Patients and methods
Patient population and data sources
We performed a retrospective, multi-center, explorative analysis. Patients with metastatic UM receiving any treatment regime were eligible. Inclusion criteria were histologically confirmed stage IV UM and a follow-up time of at least three months. As we were interested in determinants of long-term survival, the following exclusion criteria applied: (1) unknown survival status within two years after diagnosis of stage IV disease, (2) unknown date of entry into stage IV, and (3) ongoing treatment and a survival time of fewer than two years at the data cut-off. These criteria were set as it was unclear at the time of the data cut-off if patients under these conditions would, later on, turn out as long-term survivors.

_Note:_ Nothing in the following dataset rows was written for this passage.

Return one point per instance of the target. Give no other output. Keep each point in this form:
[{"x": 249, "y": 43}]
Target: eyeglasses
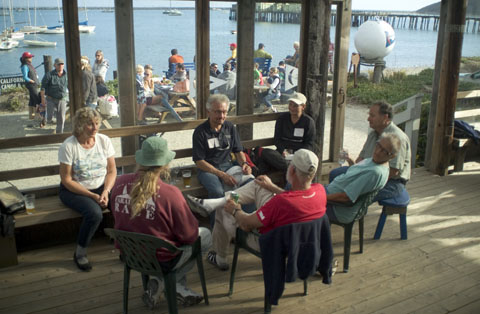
[{"x": 383, "y": 149}]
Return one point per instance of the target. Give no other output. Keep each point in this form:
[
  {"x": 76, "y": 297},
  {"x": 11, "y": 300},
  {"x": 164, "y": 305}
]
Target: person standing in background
[
  {"x": 31, "y": 82},
  {"x": 88, "y": 84},
  {"x": 100, "y": 66},
  {"x": 54, "y": 94}
]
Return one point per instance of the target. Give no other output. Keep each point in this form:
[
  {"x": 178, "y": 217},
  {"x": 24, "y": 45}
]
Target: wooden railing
[{"x": 407, "y": 112}]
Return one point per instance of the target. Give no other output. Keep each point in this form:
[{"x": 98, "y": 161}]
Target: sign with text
[{"x": 11, "y": 81}]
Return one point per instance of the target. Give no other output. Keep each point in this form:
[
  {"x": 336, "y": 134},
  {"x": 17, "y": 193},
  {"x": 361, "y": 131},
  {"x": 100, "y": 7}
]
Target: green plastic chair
[
  {"x": 241, "y": 242},
  {"x": 366, "y": 200},
  {"x": 139, "y": 253}
]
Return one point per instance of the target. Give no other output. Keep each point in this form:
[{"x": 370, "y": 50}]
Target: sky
[{"x": 378, "y": 5}]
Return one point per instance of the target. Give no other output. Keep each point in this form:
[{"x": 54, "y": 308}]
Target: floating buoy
[{"x": 374, "y": 39}]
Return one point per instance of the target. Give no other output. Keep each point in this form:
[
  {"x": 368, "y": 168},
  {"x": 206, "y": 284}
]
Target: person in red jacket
[{"x": 142, "y": 202}]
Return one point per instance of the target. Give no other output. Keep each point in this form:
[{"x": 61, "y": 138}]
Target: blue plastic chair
[{"x": 394, "y": 205}]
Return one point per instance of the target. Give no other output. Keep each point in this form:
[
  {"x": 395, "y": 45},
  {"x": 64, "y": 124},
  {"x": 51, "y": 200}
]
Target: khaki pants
[{"x": 222, "y": 235}]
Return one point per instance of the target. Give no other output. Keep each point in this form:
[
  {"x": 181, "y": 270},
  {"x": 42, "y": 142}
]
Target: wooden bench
[{"x": 462, "y": 147}]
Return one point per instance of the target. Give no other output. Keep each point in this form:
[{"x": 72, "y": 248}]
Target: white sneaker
[
  {"x": 187, "y": 297},
  {"x": 230, "y": 224},
  {"x": 151, "y": 296}
]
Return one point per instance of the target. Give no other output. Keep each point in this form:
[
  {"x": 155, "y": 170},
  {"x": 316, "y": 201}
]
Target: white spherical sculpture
[{"x": 374, "y": 39}]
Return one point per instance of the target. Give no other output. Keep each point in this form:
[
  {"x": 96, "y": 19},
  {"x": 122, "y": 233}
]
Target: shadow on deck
[{"x": 435, "y": 271}]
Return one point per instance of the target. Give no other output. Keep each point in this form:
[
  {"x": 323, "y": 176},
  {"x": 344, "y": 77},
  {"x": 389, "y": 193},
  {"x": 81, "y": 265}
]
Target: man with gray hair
[
  {"x": 276, "y": 207},
  {"x": 368, "y": 175},
  {"x": 380, "y": 118}
]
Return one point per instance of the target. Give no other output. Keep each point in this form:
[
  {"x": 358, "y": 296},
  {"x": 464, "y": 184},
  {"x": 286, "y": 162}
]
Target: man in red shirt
[
  {"x": 175, "y": 57},
  {"x": 276, "y": 207}
]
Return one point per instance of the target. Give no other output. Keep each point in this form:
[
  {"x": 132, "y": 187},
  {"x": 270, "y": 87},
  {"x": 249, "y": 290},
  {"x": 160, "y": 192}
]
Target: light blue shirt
[{"x": 361, "y": 178}]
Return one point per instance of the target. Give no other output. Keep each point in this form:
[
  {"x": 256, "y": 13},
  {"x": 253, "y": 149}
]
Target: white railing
[{"x": 410, "y": 117}]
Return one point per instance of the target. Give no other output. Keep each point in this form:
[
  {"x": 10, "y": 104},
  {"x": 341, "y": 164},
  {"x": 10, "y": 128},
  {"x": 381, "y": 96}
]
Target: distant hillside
[{"x": 473, "y": 8}]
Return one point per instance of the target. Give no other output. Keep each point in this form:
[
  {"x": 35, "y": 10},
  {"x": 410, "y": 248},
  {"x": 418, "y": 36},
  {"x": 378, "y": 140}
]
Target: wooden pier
[{"x": 398, "y": 20}]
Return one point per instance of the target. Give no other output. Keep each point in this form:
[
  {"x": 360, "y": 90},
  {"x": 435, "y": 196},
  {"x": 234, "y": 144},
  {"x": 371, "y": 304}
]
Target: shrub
[{"x": 113, "y": 87}]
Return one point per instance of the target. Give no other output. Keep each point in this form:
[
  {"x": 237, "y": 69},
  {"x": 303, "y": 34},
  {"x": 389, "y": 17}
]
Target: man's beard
[{"x": 288, "y": 176}]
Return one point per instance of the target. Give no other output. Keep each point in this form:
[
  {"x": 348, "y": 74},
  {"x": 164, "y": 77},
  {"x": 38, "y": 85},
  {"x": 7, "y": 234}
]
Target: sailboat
[
  {"x": 172, "y": 12},
  {"x": 6, "y": 42},
  {"x": 37, "y": 41},
  {"x": 30, "y": 29},
  {"x": 83, "y": 27},
  {"x": 57, "y": 29},
  {"x": 11, "y": 32}
]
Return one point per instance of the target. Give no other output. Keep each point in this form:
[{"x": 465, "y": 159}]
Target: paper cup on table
[
  {"x": 30, "y": 203},
  {"x": 187, "y": 178}
]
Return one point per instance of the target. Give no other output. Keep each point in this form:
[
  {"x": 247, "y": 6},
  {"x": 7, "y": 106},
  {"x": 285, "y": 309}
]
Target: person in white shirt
[{"x": 87, "y": 173}]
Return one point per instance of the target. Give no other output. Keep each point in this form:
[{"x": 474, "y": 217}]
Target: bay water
[{"x": 157, "y": 33}]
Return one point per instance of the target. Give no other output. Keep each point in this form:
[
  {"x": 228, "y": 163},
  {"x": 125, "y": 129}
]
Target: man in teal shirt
[
  {"x": 366, "y": 176},
  {"x": 380, "y": 118}
]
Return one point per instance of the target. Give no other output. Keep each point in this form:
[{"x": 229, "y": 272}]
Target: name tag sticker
[
  {"x": 213, "y": 142},
  {"x": 298, "y": 132}
]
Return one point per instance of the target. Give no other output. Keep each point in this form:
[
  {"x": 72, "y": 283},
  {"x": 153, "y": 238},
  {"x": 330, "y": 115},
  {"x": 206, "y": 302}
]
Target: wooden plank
[
  {"x": 467, "y": 113},
  {"x": 126, "y": 131},
  {"x": 245, "y": 82},
  {"x": 436, "y": 80},
  {"x": 468, "y": 94},
  {"x": 447, "y": 88},
  {"x": 202, "y": 40},
  {"x": 339, "y": 93},
  {"x": 72, "y": 52},
  {"x": 318, "y": 39},
  {"x": 125, "y": 43}
]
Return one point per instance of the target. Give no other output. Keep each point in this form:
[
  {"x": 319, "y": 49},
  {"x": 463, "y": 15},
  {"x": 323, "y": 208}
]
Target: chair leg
[
  {"x": 346, "y": 247},
  {"x": 267, "y": 306},
  {"x": 201, "y": 273},
  {"x": 171, "y": 292},
  {"x": 126, "y": 283},
  {"x": 380, "y": 224},
  {"x": 360, "y": 230},
  {"x": 234, "y": 267},
  {"x": 403, "y": 227},
  {"x": 145, "y": 279}
]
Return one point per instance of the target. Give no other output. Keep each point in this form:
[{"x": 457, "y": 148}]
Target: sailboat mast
[{"x": 60, "y": 20}]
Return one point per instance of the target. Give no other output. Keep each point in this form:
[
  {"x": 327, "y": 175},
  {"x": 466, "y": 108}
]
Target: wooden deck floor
[{"x": 435, "y": 271}]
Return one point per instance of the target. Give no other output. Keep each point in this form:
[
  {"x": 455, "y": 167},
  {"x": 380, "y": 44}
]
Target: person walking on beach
[
  {"x": 233, "y": 57},
  {"x": 100, "y": 66},
  {"x": 31, "y": 82},
  {"x": 175, "y": 58},
  {"x": 261, "y": 53},
  {"x": 88, "y": 84},
  {"x": 54, "y": 94}
]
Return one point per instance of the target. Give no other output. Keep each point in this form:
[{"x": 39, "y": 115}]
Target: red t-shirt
[
  {"x": 166, "y": 216},
  {"x": 175, "y": 59},
  {"x": 293, "y": 206}
]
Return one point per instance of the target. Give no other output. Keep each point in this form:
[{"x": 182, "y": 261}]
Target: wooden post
[
  {"x": 202, "y": 14},
  {"x": 315, "y": 54},
  {"x": 447, "y": 87},
  {"x": 72, "y": 51},
  {"x": 126, "y": 71},
  {"x": 304, "y": 28},
  {"x": 436, "y": 79},
  {"x": 339, "y": 93},
  {"x": 47, "y": 63},
  {"x": 245, "y": 43}
]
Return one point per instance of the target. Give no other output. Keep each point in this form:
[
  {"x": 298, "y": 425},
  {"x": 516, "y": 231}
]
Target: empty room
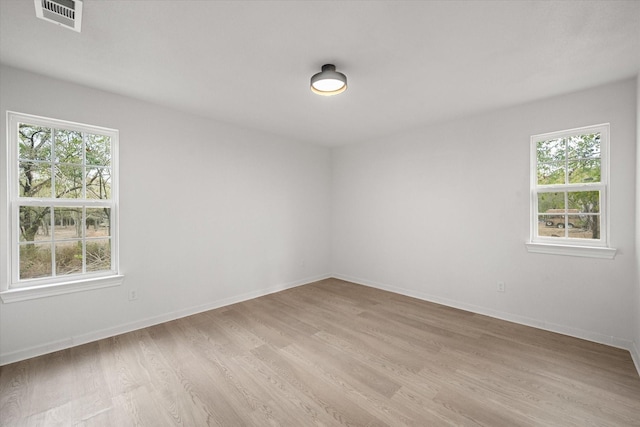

Clinical data and the treatment outcomes of interest were extracted from the original patient records from three German skin cancer centers (Universitätsklinikum Erlangen n = 43, University Hospital Munich n = 3, and Klinikum Ludwigshafen n = 2), as well as from the ADOREG registry of the German Dermatologic Cooperative Oncology Group (DeCOG, n = 46). Data were collected and merged into a central database before analysis. The ADOReg registry is a large prospective clinical database in the field of dermatologic oncology collecting data to generate high-quality real-world evidence. This study was approved by the scientific board of the registry and by the institutional review board of the medical faculty of the Munich University Hospital (approval number 413–16 UE). Furthermore, it was conducted following the principles of the Helsinki Declaration in its current version.
Data collection and treatment outcomes
The clinical data recorded at the diagnosis of stage IV UM (“baseline”) comprised demographics such as sex, age, number, and sites of metastases, the Eastern Cooperative Oncology Group (ECOG) performance status, and serum lactate dehydrogenase (LDH) as a dichotomous variable (elevated vs. not elevated; cut-off 250 U/l). The most common metastatic sites such as liver, bone, lung, and central nervous system (CNS) were specified, while all other localizations were summarized within the category “other metastases.” No further information was available on the extent of hepatic metastasis.
We recorded the number and types of treatments and further dissected ICB regarding start and end date, time to progression, and best radiologic response evaluation based on the RECIST criteria version 1.1. The best radiologic response to ICB treatment which was achieved during the disease course was assessed by the site investigators and indicated as complete response (CR), partial response (PR), stable disease (SD), or progressive disease (PD). In all cases, patients were treated until disease progression or development of unacceptable toxicity. As the treatments were highly heterogeneous, we subsumed interventions other than ICB, cytotoxic chemotherapy, and vaccination with dendritic cells loaded with tumor-intrinsic RNA (DC) as a category “other treatments.” Besides, we extracted data on the performance of liver-directed treatments and radiation therapy.
Statistical analysis
OS was calculated as the time from the diagnosis of stage IV UM until melanoma-specific or treatment-related death. The progression-free survival (PFS) was determined as the time from treatment start until disease progression. Time-to-event analyses were calculated where death or progression was considered as an event. If neither occurred or if patients were lost to follow-up, the date of the last documented presentation was used as a censored observation.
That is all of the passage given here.